Occurrence and Abundance of Calcium
Calcium is essential for life, as it forms the teeth and other bones in our bodies in the form of calcium phosphate (Ca3(PO4)2), calcium fluoride (CaF2), and calcium carbonate (CaCO3). Calcium aids in blood clotting and muscle contraction. Calcium ions are also the most important messengers used by plant and animal cells for cell communication within an organism. The average human body contains approximately 1 kilogram (~2.2 pounds) of calcium, which equates to a 1.4% abundance, and makes it the most abundant metal in the human body. In fact, a lack of calcium results in a condition known as osteoporosis where the bones become extremely porous and easy to fracture. This condition is most common in older women. An excess of calcium can lead to kidney stones. We consume calcium in the form of milk and other dairy products, leafy green vegetables, fish, nuts, and seeds. Calcium is also present in egg shells, coral, many soils, and seawater (0.00042% abundance in oceans).

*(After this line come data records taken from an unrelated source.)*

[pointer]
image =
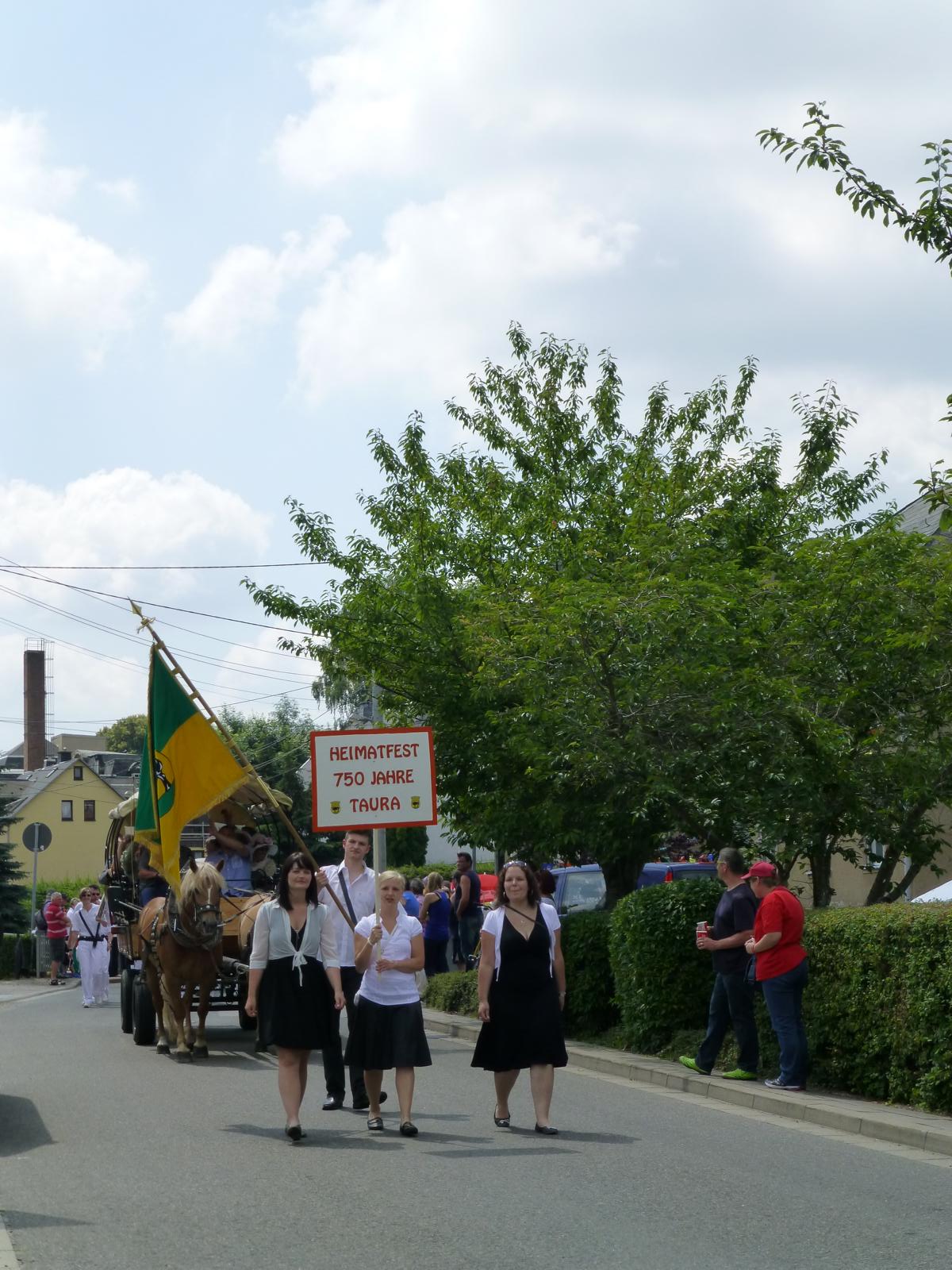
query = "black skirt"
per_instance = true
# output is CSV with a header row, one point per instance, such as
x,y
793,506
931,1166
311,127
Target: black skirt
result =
x,y
386,1037
524,1026
294,1010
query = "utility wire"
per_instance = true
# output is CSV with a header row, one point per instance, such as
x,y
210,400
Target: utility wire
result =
x,y
152,603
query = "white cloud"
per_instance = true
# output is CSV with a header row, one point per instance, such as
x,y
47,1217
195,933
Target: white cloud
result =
x,y
245,285
56,283
129,516
450,277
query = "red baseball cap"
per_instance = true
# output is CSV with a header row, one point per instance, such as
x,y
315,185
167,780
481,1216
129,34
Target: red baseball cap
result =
x,y
762,869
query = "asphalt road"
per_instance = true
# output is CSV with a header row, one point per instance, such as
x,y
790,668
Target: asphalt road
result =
x,y
112,1156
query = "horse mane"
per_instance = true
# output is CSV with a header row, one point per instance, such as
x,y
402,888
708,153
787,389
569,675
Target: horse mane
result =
x,y
198,876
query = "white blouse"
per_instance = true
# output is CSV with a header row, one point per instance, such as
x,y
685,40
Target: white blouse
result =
x,y
493,925
390,987
272,937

Calcium is the fifth most abundant element and third most abundant metal in the Earth’s crust with an abundance of approximately 5%. While it is not found in its pure form in nature, it does exist as part of several minerals including limestone (calcium carbonate), gypsum (calcium sulfate), fluorite (calcium fluoride), and apatite (calcium chloro- or fluoro-phosphate). “Hard” water contains calcium bicarbonate, which form stalactites and stalagmites in caves. In the universe overall, calcium has an abundance of 0.007%. The top producers of calcium are China, the United States of America, and India. Calcium is commercially produced from salt calcium chloride (CaCl2) and from limestone (CaCO3).
Uses of Calcium
Most Notable Uses in General
Aside from its use in alloys, pure calcium does not have many general uses due to its high reactivity. One main use of pure calcium draws from its quality to burn brightly. Calcium is used in fireworks to deepen the colors, and calcium salts are responsible for any orange fireworks that you see. It is also used as a deoxidizer (removes oxygen) in the production of steel.
Most Notable Uses in Science
Calcium is used as a reducing agent (it gets oxidized) in the production of other metals like thorium and uranium (which is critical for nuclear energy applications).
Discovery of Calcium
Though calcium compounds have been known and used for millennia (as a building material and plaster), it wasn’t until 1787 that Antoine Lavoisier suspected that lime (a mixture of calcium oxides and hydroxides) may contain a fundamental element. However, he was unsuccessful in further reducing it to pure calcium. In London in 1808, Humphry Davy first isolated pure calcium (and magnesium, strontium, and barium). His method involved producing calcium mercury and then distilling off the mercury to leave calcium metal. However, this method is not suitable for commercial production, and a commercial production method was not established until over a century a:er calcium’s initial discovery.
Calcium in the Future
Opportunities for calcium use in the future exist mostly for limestone, as many efforts are still underway to manipulate its physical properties and expand its use.